Le selfie augmenté transcende la simple preuve de localisation. Il devient une signature de la présence humaine subjective et incarnée. En s'incluant dans l'image, l'artiste – ou tout individu – ne se contente pas d'enregistrer passivement un environnement ; il atteste de son interaction consciente avec celui-ci. C'est une auto-représentation qui lie indissociablement le sujet percevant, son corps, son regard, à la scène capturée. Pour reprendre la terminologie de Charles Sanders Peirce, si l'image géolocalisée est une trace indexicale du lieu, le selfie augmenté y ajoute une dimension : l'image de soi devient elle-même un index pointant vers l'agentivité et la subjectivité de l'opérateur. C'est un "j'y étais, et voici la preuve de ma présence, de mon regard".
Le selfie augmenté transcende la simple preuve de localisation. Il devient une signature de la présence humaine subjective et incarnée.
Qu'en est-il alors si une IA, embarquée dans un robot, réalisait un "selfie" ? Elle ne ferait qu'attester de la présence d'une machine, révélant ainsi sa nature. Si, plus subtilement, elle générait l'image d'un humain fictif dans un paysage réel (ou simulé) avec des données crédibles, nous basculerions dans le registre de la simulation d'humanité, voire de la potentielle mystification. Ce ne serait pas l'attestation d'une expérience humaine authentique, mais sa contrefaçon, aussi parfaite soit-elle.
L'enjeu se déplace donc. Il ne s'agit plus seulement de la capacité technique à enregistrer des données contextuelles – ce que les machines maîtrisent de mieux en mieux. Il s'agit de la valeur de l'expérience humaine attestée, de la trace d'une conscience qui s'est confrontée au réel et qui a choisi de s'y inscrire. Pour le plasticien marcheur, dont l'œuvre se nourrit de la déambulation et de l'empreinte du corps dans l'espace, cette démarche du selfie augmenté peut devenir un acte performatif signifiant. Chaque image devient alors une micro-narration où l'artiste est à la fois observateur, acteur et garant de l'authenticité de sa propre expérience.

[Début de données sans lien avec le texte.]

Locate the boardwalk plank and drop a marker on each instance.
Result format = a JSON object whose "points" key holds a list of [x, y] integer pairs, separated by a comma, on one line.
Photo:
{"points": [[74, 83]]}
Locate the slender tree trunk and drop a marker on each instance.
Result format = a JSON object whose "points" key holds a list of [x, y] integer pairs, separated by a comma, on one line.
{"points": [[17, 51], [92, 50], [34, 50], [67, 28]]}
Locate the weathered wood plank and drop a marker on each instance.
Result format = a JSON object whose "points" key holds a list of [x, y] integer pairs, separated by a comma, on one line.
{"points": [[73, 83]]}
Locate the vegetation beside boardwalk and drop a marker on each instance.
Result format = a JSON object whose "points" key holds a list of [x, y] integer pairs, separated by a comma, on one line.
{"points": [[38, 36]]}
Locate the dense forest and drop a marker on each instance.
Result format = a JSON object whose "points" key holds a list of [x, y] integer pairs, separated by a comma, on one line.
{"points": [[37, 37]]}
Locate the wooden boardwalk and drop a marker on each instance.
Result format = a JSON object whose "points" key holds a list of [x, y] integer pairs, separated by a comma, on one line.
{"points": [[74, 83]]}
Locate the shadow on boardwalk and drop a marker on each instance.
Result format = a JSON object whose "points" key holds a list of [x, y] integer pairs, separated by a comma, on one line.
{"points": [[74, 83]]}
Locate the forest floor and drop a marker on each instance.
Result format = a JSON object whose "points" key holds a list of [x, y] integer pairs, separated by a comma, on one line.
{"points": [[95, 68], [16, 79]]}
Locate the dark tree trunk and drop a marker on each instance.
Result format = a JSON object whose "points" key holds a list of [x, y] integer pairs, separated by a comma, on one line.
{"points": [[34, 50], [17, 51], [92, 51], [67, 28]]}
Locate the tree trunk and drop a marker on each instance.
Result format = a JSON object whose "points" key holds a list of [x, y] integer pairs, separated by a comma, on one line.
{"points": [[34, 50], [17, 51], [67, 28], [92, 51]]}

C'est une invitation à certifier non seulement le lieu, mais surtout le lien, l'interaction vivante entre l'humain et son environnement.
En définitive, alors que les IA nous poussent à redéfinir continuellement les frontières de la création et de la représentation, l'exigence du "selfie augmenté" pourrait bien constituer une forme de "dernier retranchement". Non pas comme une limite technologique infranchissable pour l'IA, mais comme l'affirmation d'une spécificité humaine : celle d'une conscience incarnée qui cherche à laisser la trace vérifiable de son passage et de son regard singulier sur le monde. C'est une invitation à certifier non seulement le lieu, mais surtout le lien, l'interaction vivante entre l'humain et son environnement.